Ordinarily I would not even pick up a book written in 1921 translated from its original Russian, but it was recommended by a friend. That was not enough though until I was told that Ayn Rand was influenced by this book. After finishing the novel, I have to admit that I did not really see the influence in Rand’s work although there were some common threads.
Although what first struck me was the similarity to George Orwell’s novel 1984. I had recently reread 1984 and this novel, written by Yevgeny Zamyatin and translated by Natasha Randall, felt like the same story until I got deeper into the book. Big Brother is not as prominent.
I was surprised at how hard I was pulled into the events happening to D-503. My thoughts raced ahead as I tried to predict what would happen to the mathematician. As I neared the end of the book, I found myself doing what I do when I have a very suspenseful novel…reserving time to finish uninterrupted. It was time well spent.
Yamyatin referred often to “us” and called us the “ancients.” We were thought to be a particularly unwise group of people who believed “that sorry cellular mentality…’My home is my castle’ they really should have thought that through.” The One State being far superior as the people lived in glass apartments where they could be monitored.

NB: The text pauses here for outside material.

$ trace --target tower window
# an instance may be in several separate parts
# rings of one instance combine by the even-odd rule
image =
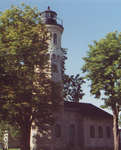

This passage, however, seemed Rand-like:
“Freedom and crime are indissolubly connected to each other, like…well, like the movement of the aero and its velocity. When the velocity of the aero = 0, it doesn’t move, when the freedom of a person = 0, he doesn’t commit crime. This is clear. The sole means of ridding man of crime is to rid him of freedom.”
I found this passage quite striking as D-503’s world is coming apart. Everything he knows to be true may not be so. Facts and information are rushing toward him as he tries to take them in and write down his thoughts…
“Everything is new, new, new – a sort of downpour of events – and one of me is not enough to collect it all. I am stretching out the flaps of my unif [uniform] and cupping my hands and yet whole bucketfuls still flow past me, and only drops end up on these pages.”